The good news is that the economic recovery from the Global Financial Crisis is well and truly underway.

This means amongst other things, that companies are making profits, the value of company shares are rising and investment returns are again positive.

International sharemarkets which bottomed out in March 2009 increased in value from the low point (on 9 March 2009) to the end of the calendar year, by 62.4% (hedged) recording a V shaped recovery in prices which can be seen in the graph below.

(click the image to enlarge)

 

The Australian sharemarket produced a similar result.

VicSuper’s investment options with higher allocations to equities (the Balanced, Growth, Equity Growth and Equity Growth Sustainability options) are all doing well for the financial year to date.

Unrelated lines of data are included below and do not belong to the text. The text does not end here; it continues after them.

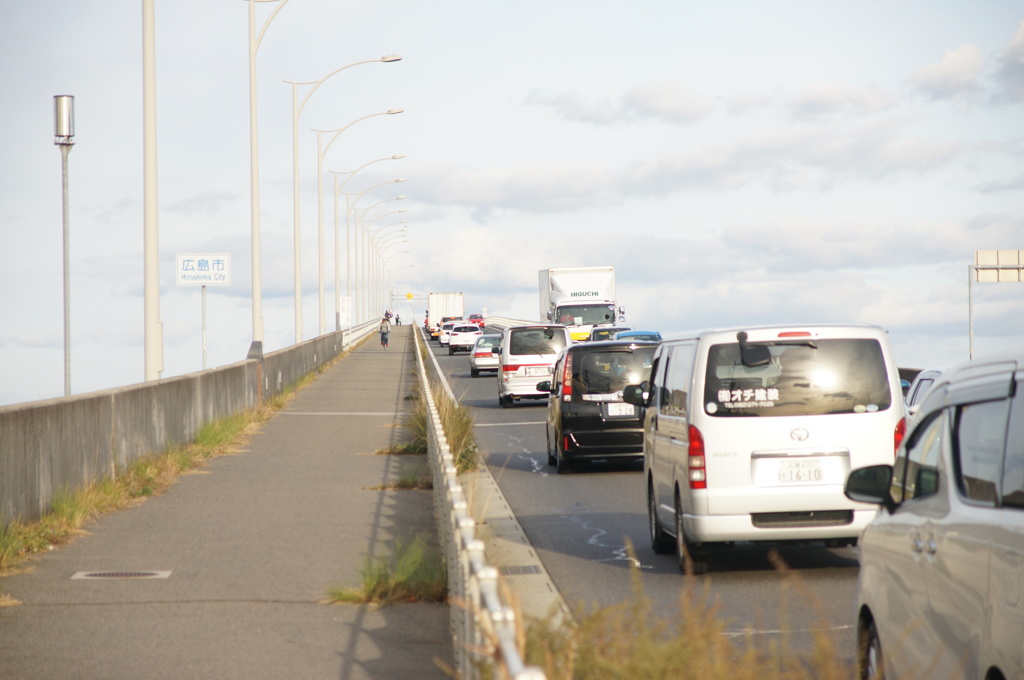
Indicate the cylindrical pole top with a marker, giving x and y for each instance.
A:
(64, 119)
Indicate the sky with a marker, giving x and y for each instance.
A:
(738, 164)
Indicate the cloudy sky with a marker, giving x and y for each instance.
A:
(738, 163)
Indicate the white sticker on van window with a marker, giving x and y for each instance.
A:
(748, 398)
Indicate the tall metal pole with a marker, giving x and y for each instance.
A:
(296, 112)
(256, 348)
(153, 331)
(64, 136)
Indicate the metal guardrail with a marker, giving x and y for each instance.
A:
(483, 628)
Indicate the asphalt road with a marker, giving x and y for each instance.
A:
(581, 525)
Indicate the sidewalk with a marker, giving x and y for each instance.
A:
(241, 554)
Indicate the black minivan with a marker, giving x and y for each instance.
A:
(587, 418)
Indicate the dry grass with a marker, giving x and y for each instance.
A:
(71, 510)
(628, 641)
(414, 572)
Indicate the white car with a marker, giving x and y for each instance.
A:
(462, 337)
(442, 336)
(750, 434)
(941, 584)
(482, 356)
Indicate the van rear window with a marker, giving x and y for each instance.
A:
(802, 379)
(536, 341)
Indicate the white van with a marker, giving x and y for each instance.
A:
(527, 357)
(750, 434)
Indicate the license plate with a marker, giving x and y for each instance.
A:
(798, 471)
(615, 409)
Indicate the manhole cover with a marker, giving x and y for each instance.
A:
(519, 570)
(120, 575)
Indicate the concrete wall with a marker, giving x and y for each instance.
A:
(70, 441)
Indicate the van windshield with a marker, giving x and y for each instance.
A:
(802, 379)
(537, 340)
(607, 372)
(580, 314)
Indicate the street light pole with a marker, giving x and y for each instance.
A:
(337, 243)
(350, 209)
(64, 136)
(256, 349)
(296, 112)
(321, 153)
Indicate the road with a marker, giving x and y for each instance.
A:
(582, 523)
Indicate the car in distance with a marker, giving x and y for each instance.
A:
(750, 434)
(482, 356)
(462, 337)
(442, 334)
(526, 356)
(940, 591)
(587, 418)
(605, 333)
(639, 336)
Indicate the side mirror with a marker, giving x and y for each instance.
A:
(635, 394)
(870, 484)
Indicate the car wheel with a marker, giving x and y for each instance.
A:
(691, 560)
(869, 654)
(660, 542)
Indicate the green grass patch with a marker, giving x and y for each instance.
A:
(413, 572)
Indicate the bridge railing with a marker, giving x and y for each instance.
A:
(71, 441)
(483, 628)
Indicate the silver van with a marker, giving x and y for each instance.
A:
(527, 357)
(750, 434)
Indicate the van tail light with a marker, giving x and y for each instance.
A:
(899, 434)
(567, 378)
(695, 460)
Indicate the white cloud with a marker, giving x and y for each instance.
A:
(956, 74)
(832, 99)
(1010, 70)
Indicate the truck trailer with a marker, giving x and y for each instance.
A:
(441, 307)
(581, 298)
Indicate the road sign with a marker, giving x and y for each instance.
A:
(203, 269)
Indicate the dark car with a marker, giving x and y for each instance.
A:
(587, 418)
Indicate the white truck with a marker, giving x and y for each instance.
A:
(580, 298)
(441, 307)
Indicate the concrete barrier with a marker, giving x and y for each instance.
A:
(71, 441)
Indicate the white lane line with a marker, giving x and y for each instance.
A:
(540, 422)
(779, 631)
(387, 414)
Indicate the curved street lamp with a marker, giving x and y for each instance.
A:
(321, 153)
(348, 242)
(358, 239)
(296, 112)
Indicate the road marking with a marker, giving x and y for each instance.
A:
(779, 631)
(387, 414)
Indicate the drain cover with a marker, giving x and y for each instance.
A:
(519, 570)
(120, 575)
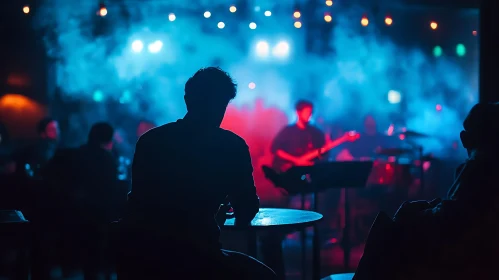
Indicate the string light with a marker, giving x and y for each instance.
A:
(364, 21)
(327, 17)
(433, 25)
(388, 20)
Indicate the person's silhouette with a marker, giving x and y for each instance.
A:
(182, 173)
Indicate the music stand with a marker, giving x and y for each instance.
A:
(334, 175)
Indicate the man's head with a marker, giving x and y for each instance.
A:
(304, 111)
(481, 129)
(101, 135)
(208, 93)
(48, 128)
(144, 126)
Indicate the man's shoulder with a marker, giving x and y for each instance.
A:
(154, 133)
(232, 137)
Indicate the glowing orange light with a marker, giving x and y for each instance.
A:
(364, 21)
(388, 21)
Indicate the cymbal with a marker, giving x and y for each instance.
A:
(414, 134)
(393, 152)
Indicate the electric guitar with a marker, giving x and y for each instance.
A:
(350, 136)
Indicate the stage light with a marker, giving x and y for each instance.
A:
(394, 97)
(98, 96)
(137, 46)
(388, 21)
(155, 47)
(103, 11)
(262, 49)
(364, 21)
(437, 51)
(281, 50)
(460, 50)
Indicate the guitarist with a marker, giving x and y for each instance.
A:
(296, 140)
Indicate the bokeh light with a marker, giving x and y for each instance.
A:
(460, 50)
(281, 50)
(262, 49)
(437, 51)
(388, 21)
(364, 21)
(103, 11)
(394, 97)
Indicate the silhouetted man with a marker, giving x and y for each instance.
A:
(182, 172)
(455, 238)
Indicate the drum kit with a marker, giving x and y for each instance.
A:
(397, 167)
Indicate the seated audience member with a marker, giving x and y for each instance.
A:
(83, 182)
(454, 238)
(182, 173)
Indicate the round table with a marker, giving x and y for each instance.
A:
(283, 220)
(278, 218)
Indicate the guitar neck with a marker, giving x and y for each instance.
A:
(326, 148)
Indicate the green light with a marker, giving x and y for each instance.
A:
(98, 96)
(461, 50)
(437, 51)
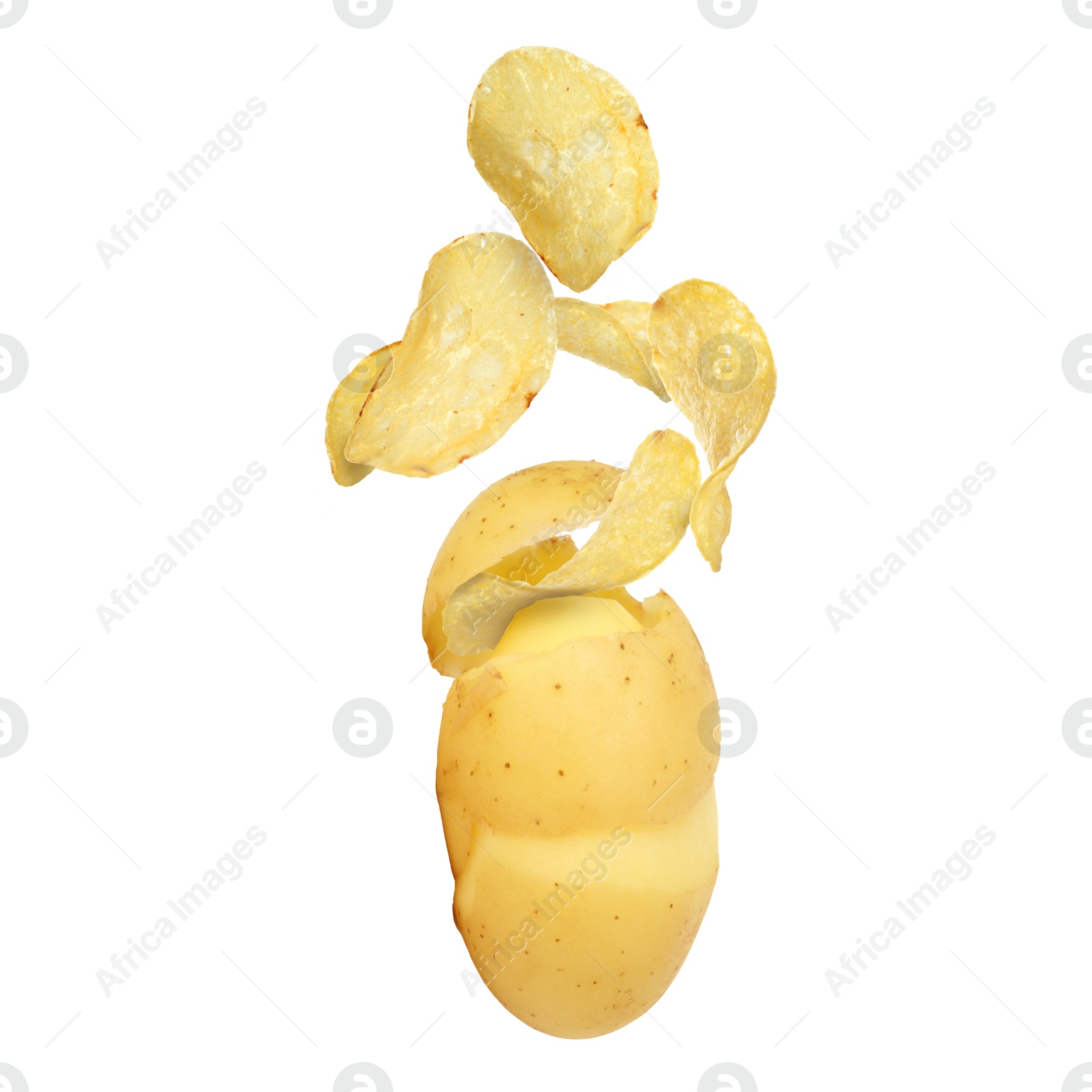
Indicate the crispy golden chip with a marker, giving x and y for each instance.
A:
(715, 363)
(644, 522)
(474, 355)
(633, 315)
(344, 409)
(565, 147)
(711, 516)
(590, 331)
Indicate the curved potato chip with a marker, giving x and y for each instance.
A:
(633, 315)
(345, 405)
(565, 147)
(711, 516)
(474, 355)
(644, 522)
(590, 331)
(717, 365)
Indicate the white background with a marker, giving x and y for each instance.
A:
(880, 751)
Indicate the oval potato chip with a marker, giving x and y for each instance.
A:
(565, 147)
(344, 409)
(590, 331)
(644, 522)
(717, 365)
(633, 315)
(474, 355)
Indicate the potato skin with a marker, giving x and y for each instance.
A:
(518, 513)
(545, 758)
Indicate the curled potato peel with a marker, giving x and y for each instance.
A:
(565, 147)
(644, 523)
(592, 332)
(715, 363)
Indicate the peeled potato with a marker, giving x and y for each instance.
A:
(575, 790)
(474, 355)
(633, 316)
(644, 524)
(565, 147)
(715, 360)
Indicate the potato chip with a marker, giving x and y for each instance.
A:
(711, 516)
(565, 147)
(474, 355)
(715, 363)
(633, 315)
(590, 331)
(644, 522)
(344, 409)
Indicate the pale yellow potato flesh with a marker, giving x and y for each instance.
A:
(524, 518)
(475, 353)
(565, 147)
(578, 807)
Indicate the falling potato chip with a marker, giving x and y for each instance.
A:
(715, 363)
(565, 147)
(633, 316)
(711, 516)
(644, 522)
(590, 331)
(475, 353)
(344, 409)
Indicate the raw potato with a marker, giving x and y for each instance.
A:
(565, 147)
(474, 355)
(344, 409)
(576, 795)
(715, 363)
(644, 524)
(592, 332)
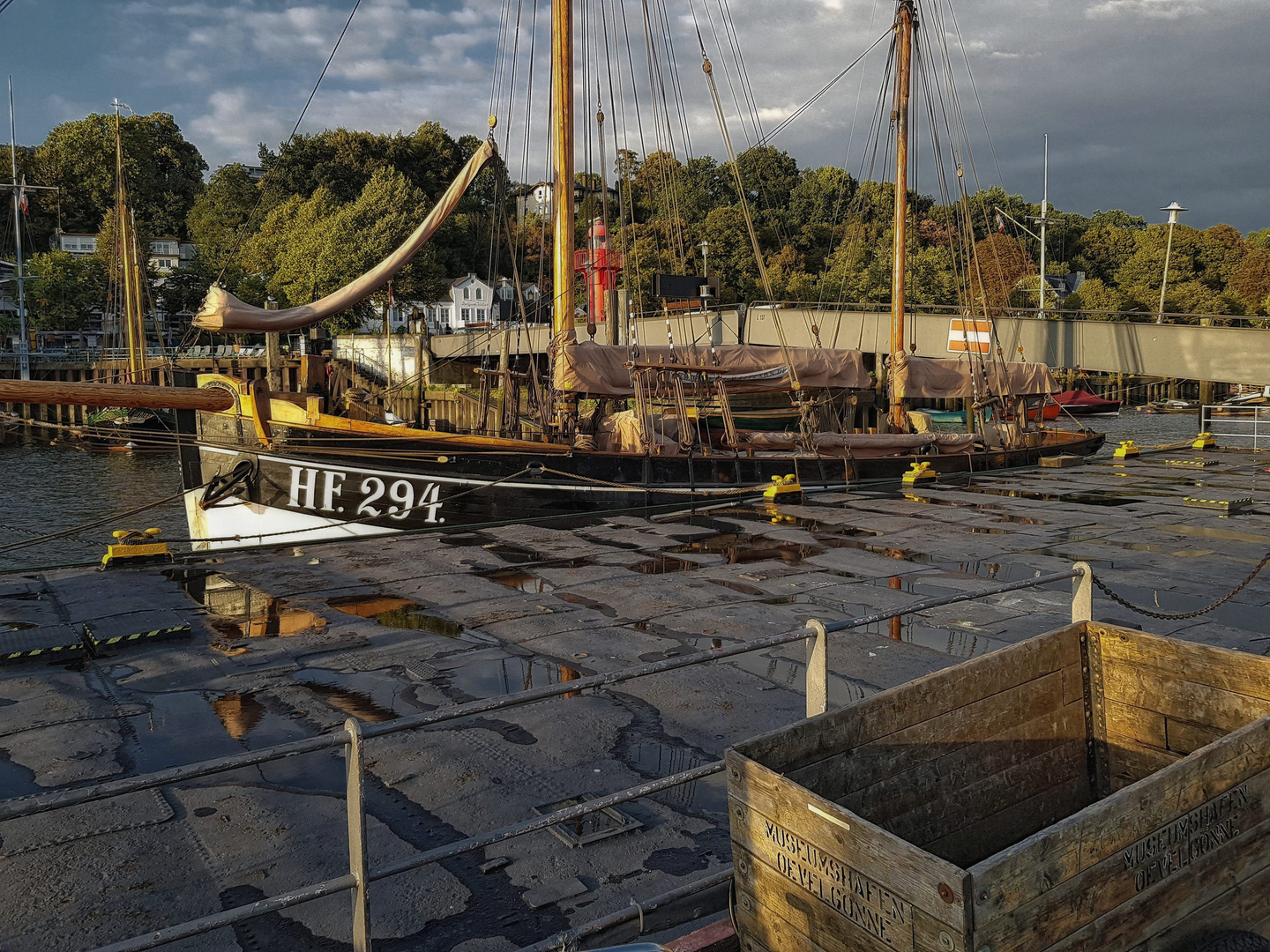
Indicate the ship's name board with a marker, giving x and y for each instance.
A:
(848, 891)
(365, 496)
(1192, 836)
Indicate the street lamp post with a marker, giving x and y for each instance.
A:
(1174, 210)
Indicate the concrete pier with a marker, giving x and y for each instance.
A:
(286, 645)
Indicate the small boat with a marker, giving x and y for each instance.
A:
(1169, 406)
(1081, 403)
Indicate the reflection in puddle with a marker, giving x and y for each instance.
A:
(663, 565)
(519, 580)
(367, 697)
(394, 612)
(239, 714)
(587, 603)
(240, 611)
(492, 677)
(741, 548)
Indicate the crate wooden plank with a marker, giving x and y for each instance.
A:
(1042, 861)
(1073, 684)
(1186, 700)
(1185, 738)
(972, 723)
(1131, 761)
(1172, 902)
(1146, 726)
(1013, 822)
(1237, 908)
(837, 917)
(944, 779)
(1185, 660)
(921, 700)
(770, 815)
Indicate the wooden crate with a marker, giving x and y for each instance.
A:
(1091, 788)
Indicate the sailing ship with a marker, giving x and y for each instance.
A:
(124, 324)
(276, 470)
(619, 428)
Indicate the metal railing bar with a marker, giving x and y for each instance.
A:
(565, 940)
(219, 920)
(542, 822)
(950, 599)
(465, 845)
(41, 802)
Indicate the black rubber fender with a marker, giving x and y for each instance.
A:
(1233, 942)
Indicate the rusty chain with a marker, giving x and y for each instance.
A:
(1180, 616)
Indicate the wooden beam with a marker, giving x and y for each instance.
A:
(133, 395)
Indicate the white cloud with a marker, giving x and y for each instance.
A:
(1154, 9)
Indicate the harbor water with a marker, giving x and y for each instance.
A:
(49, 487)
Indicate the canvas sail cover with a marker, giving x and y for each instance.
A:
(941, 378)
(227, 314)
(747, 368)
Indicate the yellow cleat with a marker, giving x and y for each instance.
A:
(920, 473)
(782, 485)
(143, 546)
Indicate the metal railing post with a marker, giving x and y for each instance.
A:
(357, 865)
(817, 669)
(1082, 594)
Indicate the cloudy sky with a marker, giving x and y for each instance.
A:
(1145, 100)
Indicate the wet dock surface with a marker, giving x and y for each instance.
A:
(286, 645)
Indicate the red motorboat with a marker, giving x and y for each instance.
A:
(1081, 403)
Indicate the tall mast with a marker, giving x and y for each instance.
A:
(130, 265)
(905, 23)
(1044, 221)
(23, 355)
(562, 184)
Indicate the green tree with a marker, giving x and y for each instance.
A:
(1250, 282)
(221, 217)
(65, 291)
(163, 172)
(309, 248)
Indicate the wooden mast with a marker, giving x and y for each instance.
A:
(905, 25)
(130, 267)
(562, 184)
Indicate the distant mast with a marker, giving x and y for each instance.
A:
(562, 184)
(130, 264)
(905, 23)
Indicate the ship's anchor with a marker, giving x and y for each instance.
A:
(224, 485)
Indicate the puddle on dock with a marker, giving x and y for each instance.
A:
(738, 587)
(572, 598)
(519, 580)
(371, 697)
(493, 677)
(239, 611)
(742, 548)
(663, 565)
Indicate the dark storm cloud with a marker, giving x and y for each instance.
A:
(1145, 100)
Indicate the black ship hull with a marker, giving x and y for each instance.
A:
(323, 487)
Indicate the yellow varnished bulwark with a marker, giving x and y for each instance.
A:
(1094, 787)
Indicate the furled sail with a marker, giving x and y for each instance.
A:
(744, 368)
(945, 378)
(227, 314)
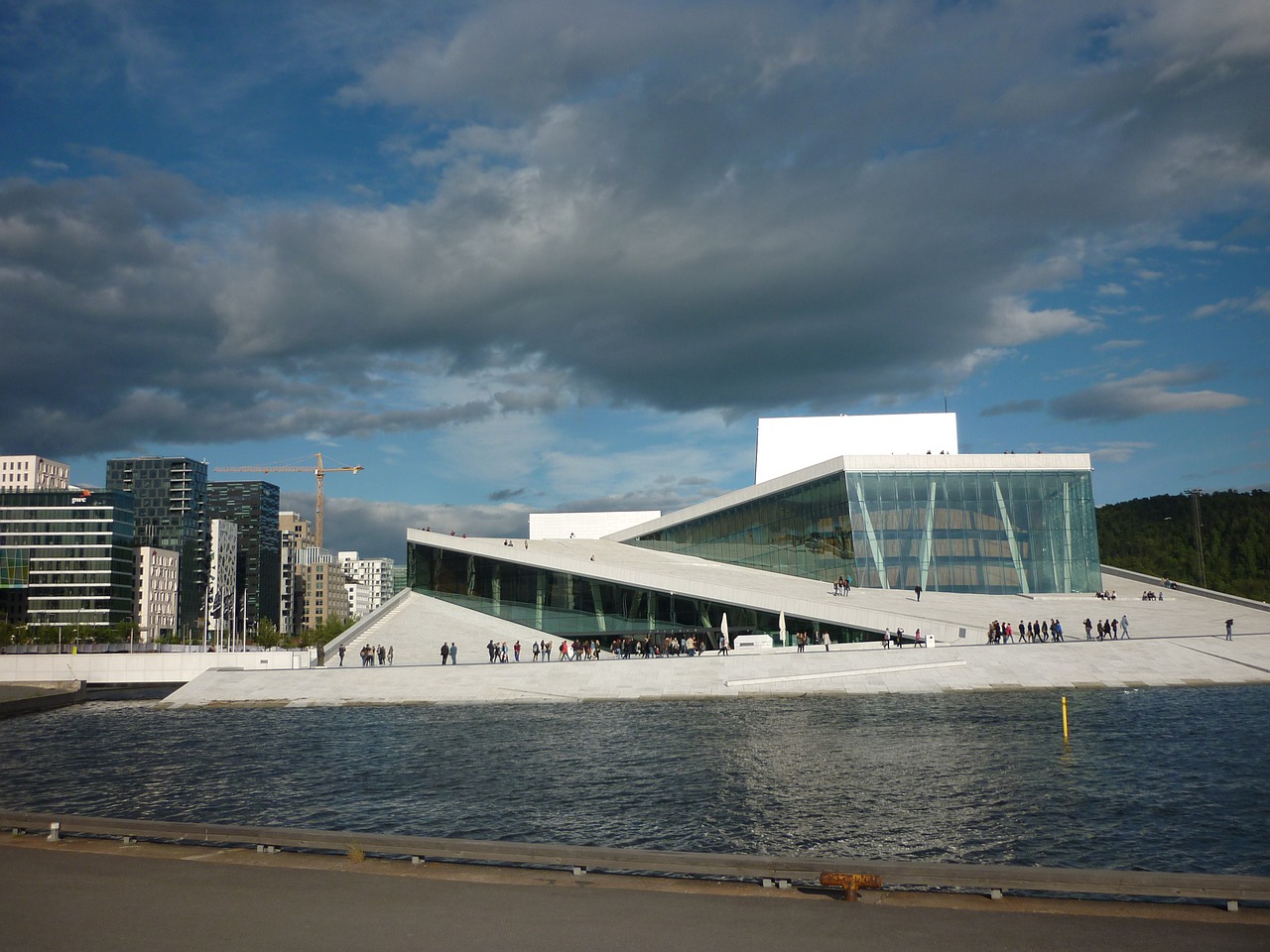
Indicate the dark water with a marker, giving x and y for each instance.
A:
(1170, 779)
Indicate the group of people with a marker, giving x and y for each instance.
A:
(370, 653)
(1107, 629)
(1003, 633)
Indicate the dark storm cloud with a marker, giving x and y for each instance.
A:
(1150, 393)
(734, 206)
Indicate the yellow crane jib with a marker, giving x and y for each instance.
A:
(318, 471)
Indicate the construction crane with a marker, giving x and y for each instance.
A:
(320, 471)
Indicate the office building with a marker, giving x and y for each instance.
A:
(32, 472)
(66, 557)
(252, 506)
(171, 497)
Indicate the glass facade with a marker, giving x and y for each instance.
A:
(803, 531)
(988, 532)
(252, 506)
(67, 557)
(575, 606)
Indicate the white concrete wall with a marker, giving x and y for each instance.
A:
(149, 667)
(584, 525)
(790, 443)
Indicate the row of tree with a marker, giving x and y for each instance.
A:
(1157, 536)
(267, 635)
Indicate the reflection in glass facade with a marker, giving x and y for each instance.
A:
(979, 531)
(575, 606)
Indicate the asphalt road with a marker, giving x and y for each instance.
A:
(102, 895)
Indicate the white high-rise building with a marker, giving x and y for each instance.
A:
(32, 472)
(158, 592)
(373, 574)
(296, 534)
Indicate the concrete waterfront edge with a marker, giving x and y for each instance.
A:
(991, 880)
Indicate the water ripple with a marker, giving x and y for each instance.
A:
(1152, 779)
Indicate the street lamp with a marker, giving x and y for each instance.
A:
(1199, 534)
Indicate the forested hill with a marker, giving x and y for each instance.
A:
(1157, 536)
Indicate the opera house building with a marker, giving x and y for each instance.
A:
(883, 502)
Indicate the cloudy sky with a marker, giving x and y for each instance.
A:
(554, 254)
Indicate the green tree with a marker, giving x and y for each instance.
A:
(267, 634)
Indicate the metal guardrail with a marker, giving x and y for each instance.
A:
(772, 870)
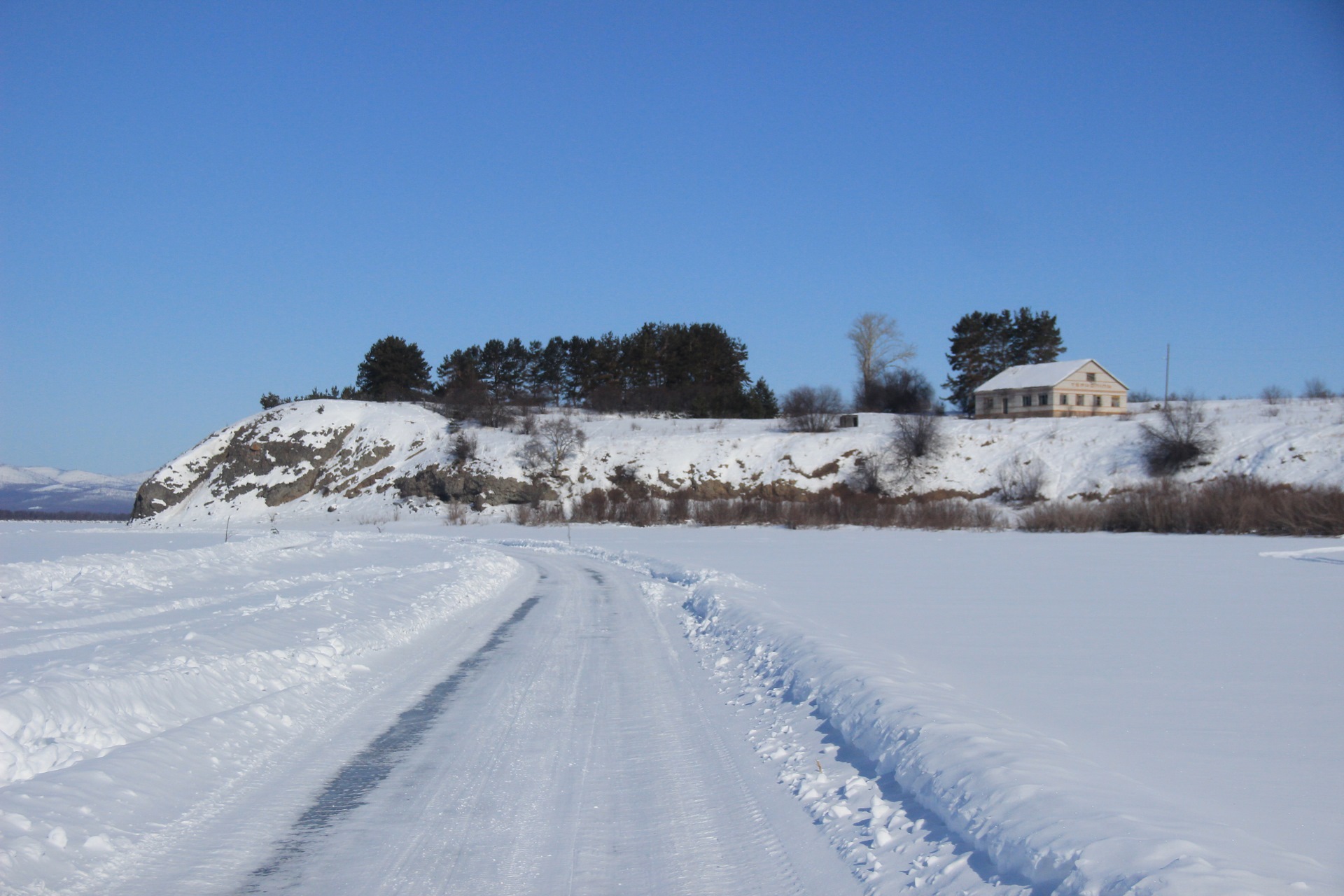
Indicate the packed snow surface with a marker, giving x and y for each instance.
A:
(360, 449)
(406, 706)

After the gloom of sharemarkets in 2008 and in early 2009, members in investment options with high allocations to growth assets can now look forward with some confidence to positive returns at the end of the current financial year.

Sticking with your long-term investment strategy

When the Australian and international share markets rapidly declined in value in late 2008 and early 2009 some members switched into the Cash Option.

Members were hoping to time their switch out of the higher growth options before they lost too much value and to time the switch back into one or more of the high growth options after they showed the first sign of sustained recovery.

To be successful with this strategy a member has to get two decisions right. First, when to switch out of an investment option with higher allocations to growth assets and second, when to switch back.

Some members were successful with their timing but unfortunately many were not.

Therefore, switching investment options may ultimately be detrimental to your super in the long run.

VicSuper continues to invest for the long term

Superannuation is a long term investment even after you have retired from the workforce and enjoying all those things that you always wanted to do but never had the time to do.

Like all large super funds, VicSuper invests in a broad range of securities including companies, property trusts, infrastructure assets such as ports, water and energy utilities, and fixed interest investments.

Our research and experience with investing your superannuation savings is showing us that the managers of companies and other securities that integrate environmental, social and governance strategies into their policies and operations are better positioned to enhance returns.

To date VicSuper has invested 10% of VicSuper Fund’s Australian listed equities and private equity and 20% of international listed equities and private equity in companies selected on sustainability criteria.

These are companies that are gearing their strategies and management to harness the market’s potential for sustainability products and services while at the same time successfully reducing and avoiding sustainability costs and risks.

This approach to investing makes sense and is delivering desired outcomes as seen by the performance of the Fund’s Equity Growth Sustainability Option which has outperformed the Equity Growth Option over the five years to 30 June 2009. The Equity Growth Option has part of its portfolio of equities invested in leading sustainability-focussed companies, compared to the Equity Growth Sustainability Option, which is 100% invested in companies rated as sustainability leaders.

During the first eight months of the current financial year the Equity Growth Sustainability Option is continuing its good performance with a leading net earning rate of 16.12% for members in VicSuper Scheme and VicSuper Beneficiary Account and 18.34% for members in VicSuper Pensions.

What’s happened and what’s in store for 2010 and beyond

In the long run the prevailing economic conditions and the underlying business fundamentals in the nations in which we invest will largely determine the actual investment returns we receive on behalf of our members.

In the short to medium term the speculative returns from investments in equities and property will also influence the total investment returns we receive.

In the last decade, the rapid economic development of the new Asian economies and other emerging markets produced excess savings which were invested in US treasuries and other industrialised world economies.

This abundance of funds enabled interest rates to stay low and encouraged higher levels of indebtedness by the developed nations and the businesses within them. In turn these businesses were encouraged to borrow more by innovation in credit markets.

Boom times followed and laid the foundation for a financial crisis which eventually engulfed the world including the emerging economies in 2008 and prompted intervention by governments with massive fiscal and monetary stimulus to their economies.

The stimulus packages have worked, with developed and developing economies alike now emerging from recession or near recession. There remains risks however to the economic recovery. First, the tightening of credit in China aimed at slowing the rapid economic growth in that economy spurred by a massive injection of funds by the Chinese government in infrastructure; and second, the difficulties being experienced by a number of countries in financing their budget deficits with new borrowings.

These risks may impact market sentiment in the short term but are unlikely to unsettle the longer term trend of economic recovery, profit growth and further gains in share valuations in the year ahead.